26 March 2015: China and Brazil in African agriculture – news roundup

China to help Ghana build a $1bn solar plant

China’s Hanergy Group is investing one billion USD to construct a 400-megawatt (MW) solar power plant in Ghana. Hanergy is currently the world’s largest solar power company by market cap and its owner, Li Hejun, is China’s 5th richest man. Current media reports imply that this is fully funded by the company but this is not explicitly stated.

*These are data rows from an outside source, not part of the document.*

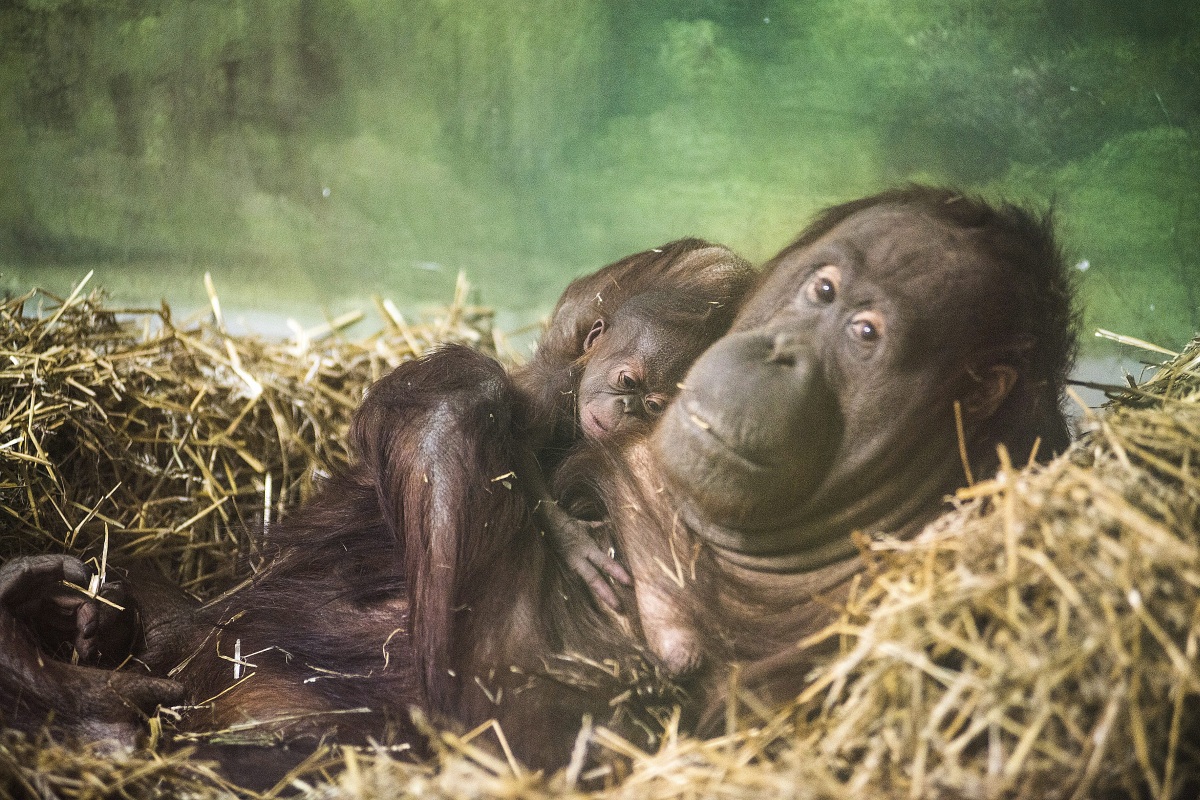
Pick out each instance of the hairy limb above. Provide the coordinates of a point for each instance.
(36, 612)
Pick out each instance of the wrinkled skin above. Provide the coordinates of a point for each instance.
(829, 409)
(415, 579)
(633, 366)
(616, 347)
(41, 623)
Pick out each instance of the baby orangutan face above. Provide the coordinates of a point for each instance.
(630, 374)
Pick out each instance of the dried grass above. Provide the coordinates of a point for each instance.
(1038, 642)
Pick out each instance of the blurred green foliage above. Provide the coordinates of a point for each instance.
(310, 151)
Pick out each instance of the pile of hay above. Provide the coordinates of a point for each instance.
(1038, 642)
(172, 440)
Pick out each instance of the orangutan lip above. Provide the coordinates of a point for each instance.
(717, 441)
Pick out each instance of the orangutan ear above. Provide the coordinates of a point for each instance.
(987, 389)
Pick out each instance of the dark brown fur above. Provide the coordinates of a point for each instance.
(420, 579)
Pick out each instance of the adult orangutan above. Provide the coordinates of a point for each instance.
(829, 408)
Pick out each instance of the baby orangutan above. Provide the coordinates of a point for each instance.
(610, 373)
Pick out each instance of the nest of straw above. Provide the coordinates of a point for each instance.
(1039, 641)
(123, 429)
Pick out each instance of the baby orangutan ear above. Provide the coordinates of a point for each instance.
(593, 335)
(987, 389)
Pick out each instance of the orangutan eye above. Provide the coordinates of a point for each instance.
(822, 287)
(867, 328)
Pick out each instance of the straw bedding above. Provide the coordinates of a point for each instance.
(1039, 641)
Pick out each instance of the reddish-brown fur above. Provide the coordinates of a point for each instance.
(419, 578)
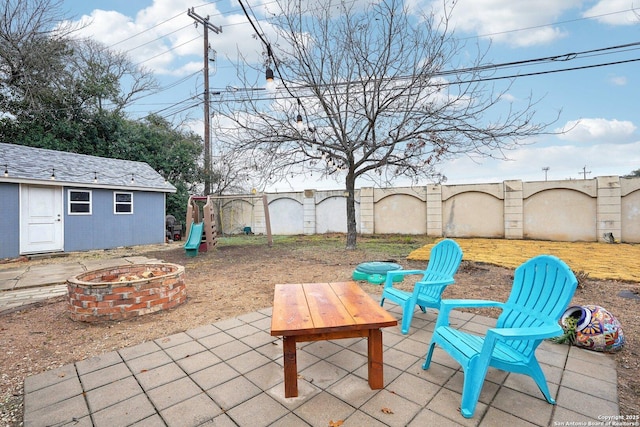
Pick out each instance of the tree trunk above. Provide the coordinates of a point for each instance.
(351, 211)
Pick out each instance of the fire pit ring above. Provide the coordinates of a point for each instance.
(125, 291)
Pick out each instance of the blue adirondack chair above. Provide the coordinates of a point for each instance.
(444, 260)
(542, 289)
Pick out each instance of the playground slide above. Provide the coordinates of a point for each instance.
(195, 237)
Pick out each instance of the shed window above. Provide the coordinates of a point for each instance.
(79, 202)
(123, 203)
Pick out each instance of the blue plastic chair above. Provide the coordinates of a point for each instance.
(542, 289)
(444, 260)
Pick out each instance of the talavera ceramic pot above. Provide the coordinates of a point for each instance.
(596, 329)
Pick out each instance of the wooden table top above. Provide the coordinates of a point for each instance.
(315, 308)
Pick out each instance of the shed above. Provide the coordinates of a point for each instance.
(54, 201)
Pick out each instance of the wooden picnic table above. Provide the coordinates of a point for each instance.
(327, 311)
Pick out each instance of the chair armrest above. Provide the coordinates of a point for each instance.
(389, 279)
(449, 304)
(532, 333)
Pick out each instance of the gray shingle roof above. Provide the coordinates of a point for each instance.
(38, 165)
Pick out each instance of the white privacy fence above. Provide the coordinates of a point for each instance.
(570, 210)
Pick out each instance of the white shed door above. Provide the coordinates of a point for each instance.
(41, 226)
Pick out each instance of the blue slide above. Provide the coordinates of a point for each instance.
(195, 237)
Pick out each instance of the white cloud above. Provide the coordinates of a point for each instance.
(158, 35)
(614, 12)
(598, 129)
(619, 80)
(498, 19)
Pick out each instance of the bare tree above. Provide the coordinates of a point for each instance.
(379, 92)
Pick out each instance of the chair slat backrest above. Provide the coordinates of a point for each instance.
(444, 259)
(542, 289)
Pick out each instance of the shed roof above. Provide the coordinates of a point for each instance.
(23, 164)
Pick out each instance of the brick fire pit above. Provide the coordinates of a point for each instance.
(126, 291)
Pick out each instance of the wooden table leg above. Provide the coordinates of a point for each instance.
(290, 367)
(374, 350)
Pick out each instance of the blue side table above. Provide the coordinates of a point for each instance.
(375, 272)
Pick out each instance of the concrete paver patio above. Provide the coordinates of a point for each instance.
(230, 374)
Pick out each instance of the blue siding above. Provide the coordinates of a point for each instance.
(105, 230)
(9, 220)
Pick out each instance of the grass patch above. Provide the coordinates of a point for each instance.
(378, 246)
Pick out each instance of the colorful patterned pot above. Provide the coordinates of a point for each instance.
(596, 329)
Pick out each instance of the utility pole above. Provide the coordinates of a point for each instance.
(207, 116)
(584, 172)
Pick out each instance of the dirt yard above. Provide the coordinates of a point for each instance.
(234, 280)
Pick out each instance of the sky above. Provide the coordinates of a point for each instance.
(597, 105)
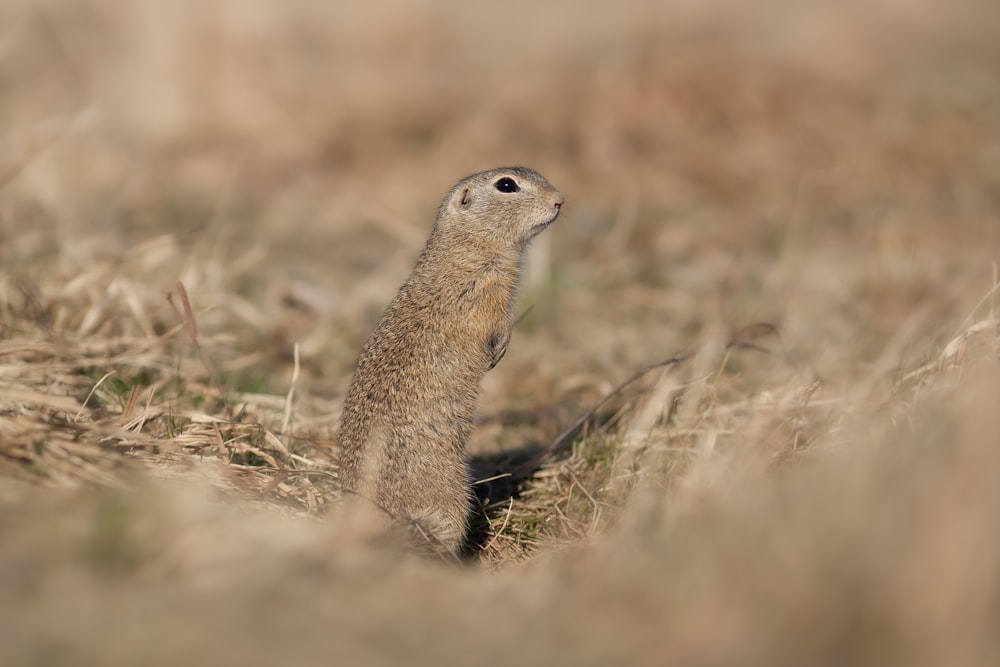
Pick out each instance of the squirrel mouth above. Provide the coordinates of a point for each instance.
(538, 227)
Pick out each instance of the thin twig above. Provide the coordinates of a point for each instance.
(187, 318)
(564, 437)
(291, 392)
(506, 520)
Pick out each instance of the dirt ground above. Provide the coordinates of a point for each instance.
(749, 416)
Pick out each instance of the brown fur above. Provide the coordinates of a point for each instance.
(410, 407)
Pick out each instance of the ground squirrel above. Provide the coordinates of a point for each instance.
(410, 407)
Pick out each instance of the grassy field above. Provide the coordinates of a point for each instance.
(750, 415)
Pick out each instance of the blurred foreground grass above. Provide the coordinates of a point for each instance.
(804, 200)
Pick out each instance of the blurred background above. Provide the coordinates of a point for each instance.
(724, 162)
(805, 194)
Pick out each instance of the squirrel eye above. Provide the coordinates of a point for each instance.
(506, 185)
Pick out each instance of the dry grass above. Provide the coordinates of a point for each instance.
(205, 205)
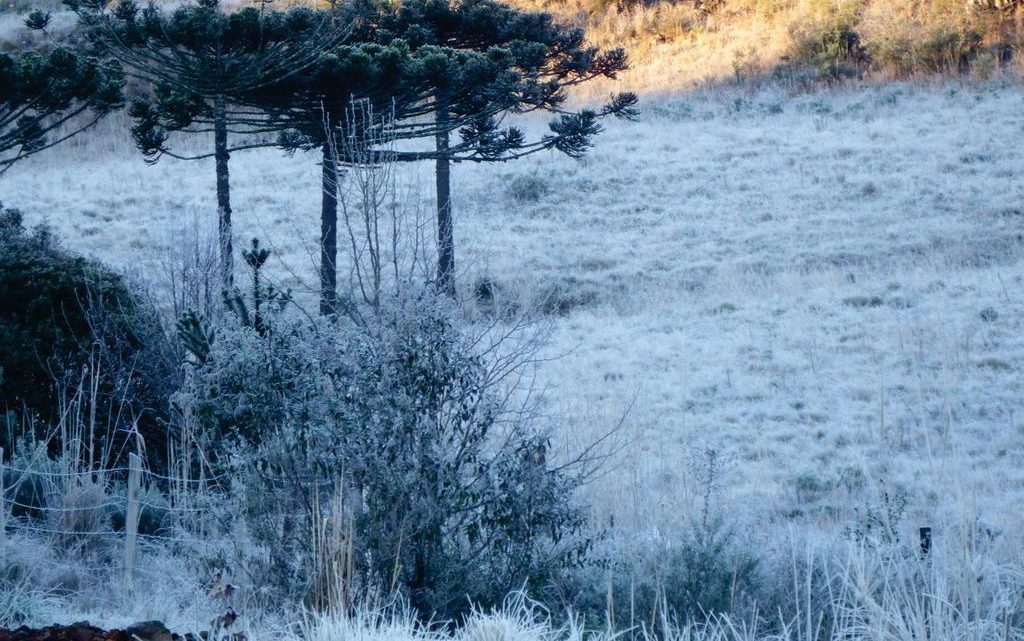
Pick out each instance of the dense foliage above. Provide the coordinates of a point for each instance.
(46, 97)
(72, 329)
(439, 490)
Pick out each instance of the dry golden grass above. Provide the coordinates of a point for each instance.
(676, 45)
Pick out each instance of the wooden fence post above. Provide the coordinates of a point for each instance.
(3, 508)
(131, 519)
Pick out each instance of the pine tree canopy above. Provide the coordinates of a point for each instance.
(198, 54)
(47, 97)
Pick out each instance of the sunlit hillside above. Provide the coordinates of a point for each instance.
(674, 45)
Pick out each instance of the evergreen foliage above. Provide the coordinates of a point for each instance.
(69, 326)
(48, 96)
(445, 496)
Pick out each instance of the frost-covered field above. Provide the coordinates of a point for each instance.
(820, 294)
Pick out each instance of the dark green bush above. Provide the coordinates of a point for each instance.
(67, 324)
(451, 498)
(836, 52)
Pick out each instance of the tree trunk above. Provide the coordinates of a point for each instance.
(445, 237)
(221, 156)
(329, 234)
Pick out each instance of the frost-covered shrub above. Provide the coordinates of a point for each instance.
(442, 492)
(70, 326)
(528, 188)
(692, 575)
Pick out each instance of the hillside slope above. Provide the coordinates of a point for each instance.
(674, 45)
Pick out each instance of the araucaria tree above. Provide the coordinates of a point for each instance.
(536, 60)
(47, 97)
(200, 61)
(436, 69)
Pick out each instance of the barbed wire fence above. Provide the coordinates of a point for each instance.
(56, 506)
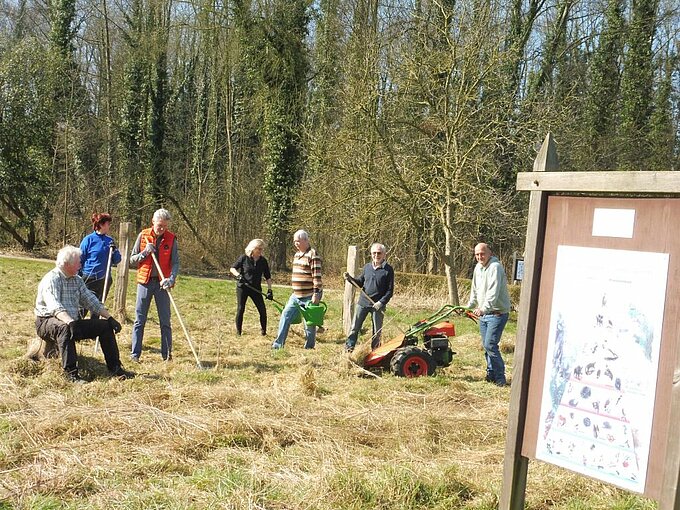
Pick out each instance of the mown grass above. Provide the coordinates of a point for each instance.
(256, 429)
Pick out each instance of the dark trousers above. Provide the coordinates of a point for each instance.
(242, 294)
(51, 328)
(97, 286)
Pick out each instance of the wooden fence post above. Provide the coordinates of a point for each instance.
(348, 298)
(123, 271)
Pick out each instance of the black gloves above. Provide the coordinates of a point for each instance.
(76, 332)
(115, 325)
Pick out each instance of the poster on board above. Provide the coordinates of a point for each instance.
(602, 361)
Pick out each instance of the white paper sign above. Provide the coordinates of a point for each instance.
(613, 223)
(602, 362)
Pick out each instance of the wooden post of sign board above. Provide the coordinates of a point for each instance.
(348, 298)
(515, 466)
(123, 271)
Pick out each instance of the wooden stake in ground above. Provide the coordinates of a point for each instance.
(106, 288)
(174, 305)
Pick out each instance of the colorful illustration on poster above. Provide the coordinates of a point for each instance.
(602, 362)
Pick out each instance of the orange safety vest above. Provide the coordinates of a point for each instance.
(163, 254)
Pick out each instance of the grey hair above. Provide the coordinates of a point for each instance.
(301, 235)
(67, 255)
(253, 245)
(162, 214)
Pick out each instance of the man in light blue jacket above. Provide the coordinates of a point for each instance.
(491, 301)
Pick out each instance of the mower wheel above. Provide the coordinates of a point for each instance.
(411, 361)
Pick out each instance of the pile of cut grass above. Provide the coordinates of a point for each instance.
(257, 429)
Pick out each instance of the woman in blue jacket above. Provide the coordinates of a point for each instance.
(94, 258)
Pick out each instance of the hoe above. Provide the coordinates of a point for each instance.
(402, 356)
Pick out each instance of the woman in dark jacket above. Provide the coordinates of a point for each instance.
(95, 249)
(249, 270)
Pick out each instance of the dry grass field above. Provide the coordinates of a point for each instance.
(293, 429)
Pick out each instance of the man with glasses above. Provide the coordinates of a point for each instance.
(377, 284)
(491, 301)
(156, 241)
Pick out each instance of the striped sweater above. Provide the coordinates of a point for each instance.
(306, 278)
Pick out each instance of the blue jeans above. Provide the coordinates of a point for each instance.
(491, 328)
(144, 294)
(287, 315)
(360, 314)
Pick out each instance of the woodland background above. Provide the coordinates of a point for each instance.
(359, 120)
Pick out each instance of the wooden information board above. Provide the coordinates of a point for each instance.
(598, 394)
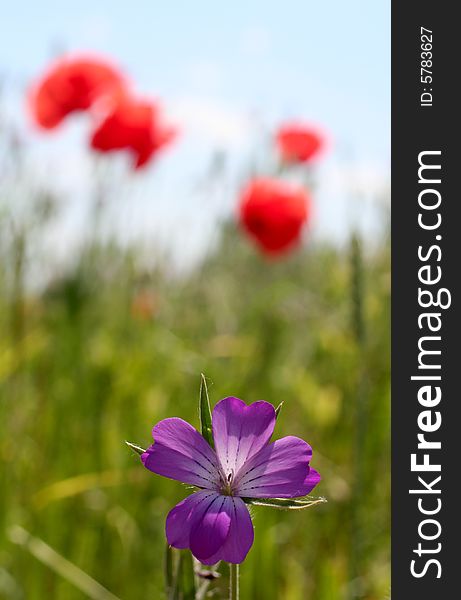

Other Chinese natural resource projects in Ghana include the western corridor gas infrastructure development project, construction of the 400MW Bui Dam, and the Kpong Water Supply Expansion Project.
(People’s Daily)

Youth activists condemn land given to Chinese company

A group of youth activists in Namibia recently condemned the government’s intention to approve the lease of 10,000ha of fertile land to a Chinese company wanting to grow tobacco for export. They argued that this deal in the country’s northeastern Zambezi region would harm Namibia’s food security ambitions. The company is called ‘Namibia Oriental Tobacco’, believed to be a subsidiary of the Hongyun Honghe Tobacco Group which is itself is the Yunnanese branch of the China National Tobacco Corporation.
(Farmlandgrab.org)

‘The Great Land Giveaway in Mozambique’

This article suggest that the ProSAVANA project will not be as successful as Brazil’s cerrado developments, primarily because Mozambique by comparison to Brazil then, now enjoys “a democratic government forged in an independence movement rooted in peasant farmers’ struggle for land rights.” This looks at the role of the Peasant’s Union (UNAC) and the government’s focus on agricultural modernisation.
(Farmlandgrab.org – in Portuguese / Triplecrisis – in English)

This news roundup has been collected on behalf of the China and Brazil in African Agriculture (CBAA) project.